We are delighted to share this message from Burgundy Center for Wildlife Studies Director Vini Schoene. Vini has directed the BCWS for going on 4 decades and is a science and conservation educator of renown! One of her many ‘extra duties’ has been a long-running, highly personal effort and labor of love to help us sustain the wildlife campus her father Lester and family helped create for Burgundy in the 1960s. The recent acquisition of one of the larger properties neighboring our land at the Cove is a big step forward in buffering the place and educational experiences we cherish there.

At 4 p.m. on August 30, I signed a few lawyerly papers in Romney, WV, and our mountain campus in West Virginia increased by 105 acres. It was a triumphant moment, marking a big step forward in our efforts to protect the serenity and safety of Cooper’s Cove. It’s hard to say when this project started. Perhaps it was during that summer in the mid-1980s, when we heard construction equipment in Stuart Hollow (just below the Bald to the west), and we realized that Cooper’s Cove was not as remote and protected as we’d thought. Michael Kolp, a summer camp staff member, declared “we have to buy Stuart Hollow.” There was no money to do any such thing. We are lucky that it wound up with local farmers who use it only for hunting.

Michael, BCWS camper but not BFCDS student, was an avid birder and outdoorsman and had found his vocation while teaching geology at the BCWS. He went on to lead trips for Outward Bound. Tragically, he died from a lightening strike at the age of 28. His memorial service was held in a shady spot near the Bald, and at the end of that day, his parents asked that we honor Michael by starting a fund to protect the Cooper’s Cove Wildlife. Soon we had enough money to purchase a 6-acre lot adjacent to our land atop Cooper Mountain—now known as Michael’s Garden.

Summer camp alumni had been asking for years why we weren’t soliciting them, and in 2006, we set up the Cooper’s Cove Conservation Fund, taking over from the Kolp Fund. Donations come from folks inspired by their camp or school experiences at the Cove: many donors have never set foot on our Alexandria campus. Stuart Hollow is not available, but we had also been anxious about the fate of the nearby “Fry property,” an unspoiled, wooded cove of ferns, blueberry bushes and neotropical birds at the other end of Left Ridge. Due to good relations with neighbors, we’ve had access to that part of Cooper Mountain for the last 40 years, and Burgundians have been able to explore a 5 mile loop of valley and ridge.
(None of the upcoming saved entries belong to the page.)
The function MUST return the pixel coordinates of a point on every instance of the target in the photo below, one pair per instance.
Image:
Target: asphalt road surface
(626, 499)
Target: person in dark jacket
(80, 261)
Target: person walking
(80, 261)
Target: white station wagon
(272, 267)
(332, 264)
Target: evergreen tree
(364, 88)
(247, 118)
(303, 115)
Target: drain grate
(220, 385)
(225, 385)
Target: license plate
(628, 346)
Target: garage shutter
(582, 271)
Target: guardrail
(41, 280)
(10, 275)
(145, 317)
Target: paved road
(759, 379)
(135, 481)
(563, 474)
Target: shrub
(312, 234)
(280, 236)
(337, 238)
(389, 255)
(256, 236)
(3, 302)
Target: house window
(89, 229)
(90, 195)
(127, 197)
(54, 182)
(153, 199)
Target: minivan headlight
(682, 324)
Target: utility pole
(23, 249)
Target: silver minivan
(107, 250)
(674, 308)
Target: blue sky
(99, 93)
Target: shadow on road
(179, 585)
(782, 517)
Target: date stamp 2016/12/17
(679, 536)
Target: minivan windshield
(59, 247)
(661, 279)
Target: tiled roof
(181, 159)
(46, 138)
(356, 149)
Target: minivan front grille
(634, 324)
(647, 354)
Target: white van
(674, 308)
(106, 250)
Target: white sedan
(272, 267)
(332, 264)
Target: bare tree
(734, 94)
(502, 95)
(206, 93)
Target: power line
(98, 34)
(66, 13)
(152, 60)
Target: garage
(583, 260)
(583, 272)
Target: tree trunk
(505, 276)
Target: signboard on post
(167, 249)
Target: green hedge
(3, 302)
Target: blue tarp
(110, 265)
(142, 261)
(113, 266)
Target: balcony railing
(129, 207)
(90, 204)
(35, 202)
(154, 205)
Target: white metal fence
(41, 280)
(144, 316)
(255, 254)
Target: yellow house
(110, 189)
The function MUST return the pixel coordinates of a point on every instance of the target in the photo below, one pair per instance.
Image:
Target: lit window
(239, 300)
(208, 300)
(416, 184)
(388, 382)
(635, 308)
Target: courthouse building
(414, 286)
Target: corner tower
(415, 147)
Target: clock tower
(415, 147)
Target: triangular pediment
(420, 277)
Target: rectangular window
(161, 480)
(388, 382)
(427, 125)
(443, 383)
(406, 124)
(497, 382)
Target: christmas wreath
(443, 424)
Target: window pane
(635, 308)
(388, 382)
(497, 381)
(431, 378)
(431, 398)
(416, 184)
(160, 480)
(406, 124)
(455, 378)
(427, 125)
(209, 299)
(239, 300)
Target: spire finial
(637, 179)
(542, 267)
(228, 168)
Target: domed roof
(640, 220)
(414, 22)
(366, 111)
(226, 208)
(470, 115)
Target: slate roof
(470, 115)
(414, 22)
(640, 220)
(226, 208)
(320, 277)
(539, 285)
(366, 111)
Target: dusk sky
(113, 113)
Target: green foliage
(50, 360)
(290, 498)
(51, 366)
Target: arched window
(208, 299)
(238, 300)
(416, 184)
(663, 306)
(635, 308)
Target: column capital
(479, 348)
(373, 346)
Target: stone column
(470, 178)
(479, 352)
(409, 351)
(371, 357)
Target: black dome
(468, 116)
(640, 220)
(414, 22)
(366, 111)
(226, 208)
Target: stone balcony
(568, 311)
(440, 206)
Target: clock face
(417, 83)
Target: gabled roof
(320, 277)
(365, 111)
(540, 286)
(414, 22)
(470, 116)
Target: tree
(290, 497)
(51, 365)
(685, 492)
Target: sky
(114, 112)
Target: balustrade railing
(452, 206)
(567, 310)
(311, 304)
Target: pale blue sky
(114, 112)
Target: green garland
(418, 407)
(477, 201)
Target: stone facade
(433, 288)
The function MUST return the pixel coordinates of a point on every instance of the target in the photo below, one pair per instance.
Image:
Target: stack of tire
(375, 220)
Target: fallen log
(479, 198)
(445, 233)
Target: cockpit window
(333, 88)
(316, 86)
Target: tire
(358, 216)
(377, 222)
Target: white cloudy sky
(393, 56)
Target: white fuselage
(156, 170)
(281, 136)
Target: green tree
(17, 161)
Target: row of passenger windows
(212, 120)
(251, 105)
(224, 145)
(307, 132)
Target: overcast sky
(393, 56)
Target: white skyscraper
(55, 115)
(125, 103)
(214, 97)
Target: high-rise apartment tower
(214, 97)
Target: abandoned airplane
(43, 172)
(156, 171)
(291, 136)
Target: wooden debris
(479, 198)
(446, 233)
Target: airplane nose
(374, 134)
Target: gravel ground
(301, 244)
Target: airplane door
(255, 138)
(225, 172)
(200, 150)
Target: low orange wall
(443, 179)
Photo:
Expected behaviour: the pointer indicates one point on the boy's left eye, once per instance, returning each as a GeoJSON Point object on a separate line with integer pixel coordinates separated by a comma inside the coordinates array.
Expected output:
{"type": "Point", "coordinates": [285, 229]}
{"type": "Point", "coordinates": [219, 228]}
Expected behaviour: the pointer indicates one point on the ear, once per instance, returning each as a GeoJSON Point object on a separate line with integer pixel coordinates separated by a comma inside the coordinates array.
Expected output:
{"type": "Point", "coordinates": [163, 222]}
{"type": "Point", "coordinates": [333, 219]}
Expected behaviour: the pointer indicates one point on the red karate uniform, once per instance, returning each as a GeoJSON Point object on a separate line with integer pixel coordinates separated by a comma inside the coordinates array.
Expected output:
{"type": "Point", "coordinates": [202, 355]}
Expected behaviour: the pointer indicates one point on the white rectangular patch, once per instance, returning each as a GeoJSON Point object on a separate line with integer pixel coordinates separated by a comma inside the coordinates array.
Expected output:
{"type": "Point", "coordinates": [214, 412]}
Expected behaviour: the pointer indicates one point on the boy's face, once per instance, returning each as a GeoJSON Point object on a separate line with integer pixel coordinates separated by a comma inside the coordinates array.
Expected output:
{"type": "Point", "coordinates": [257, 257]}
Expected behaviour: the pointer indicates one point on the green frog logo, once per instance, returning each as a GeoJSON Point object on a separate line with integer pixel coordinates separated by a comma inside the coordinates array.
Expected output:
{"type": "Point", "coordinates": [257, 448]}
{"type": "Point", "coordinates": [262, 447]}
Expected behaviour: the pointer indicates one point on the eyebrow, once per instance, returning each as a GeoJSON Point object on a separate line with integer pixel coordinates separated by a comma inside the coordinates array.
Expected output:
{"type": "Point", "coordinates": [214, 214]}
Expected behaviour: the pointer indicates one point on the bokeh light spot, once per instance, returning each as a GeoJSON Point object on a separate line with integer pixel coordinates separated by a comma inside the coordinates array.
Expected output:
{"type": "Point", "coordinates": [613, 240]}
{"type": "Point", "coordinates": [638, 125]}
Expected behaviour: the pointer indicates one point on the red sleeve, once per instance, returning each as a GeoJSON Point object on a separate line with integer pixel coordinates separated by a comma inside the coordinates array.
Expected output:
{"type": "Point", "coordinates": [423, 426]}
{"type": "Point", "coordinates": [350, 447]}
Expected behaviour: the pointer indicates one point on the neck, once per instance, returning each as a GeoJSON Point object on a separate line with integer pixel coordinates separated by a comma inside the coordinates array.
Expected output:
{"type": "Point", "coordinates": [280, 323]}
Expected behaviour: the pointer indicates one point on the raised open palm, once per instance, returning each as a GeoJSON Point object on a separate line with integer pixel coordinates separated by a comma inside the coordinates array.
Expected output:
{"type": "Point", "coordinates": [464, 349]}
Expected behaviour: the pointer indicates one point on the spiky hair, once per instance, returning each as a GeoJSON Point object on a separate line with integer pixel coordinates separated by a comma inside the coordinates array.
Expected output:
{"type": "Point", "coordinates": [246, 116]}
Then it went on the market in 2004: development there would have created a steady stream of traffic right below our pond.

It took us 12 years to raise the money, and we don’t quite have all the Fry Property, but these are key strategic acres we’ve acquired. If you were out night-walking with us in 8th grade, you were just there! Look forward to seeing it for yourself this spring if you are visiting with the 4/5 classes. We owe a great deal of thanks to the many people who helped make this acquisition of land that buffers our Cove possible.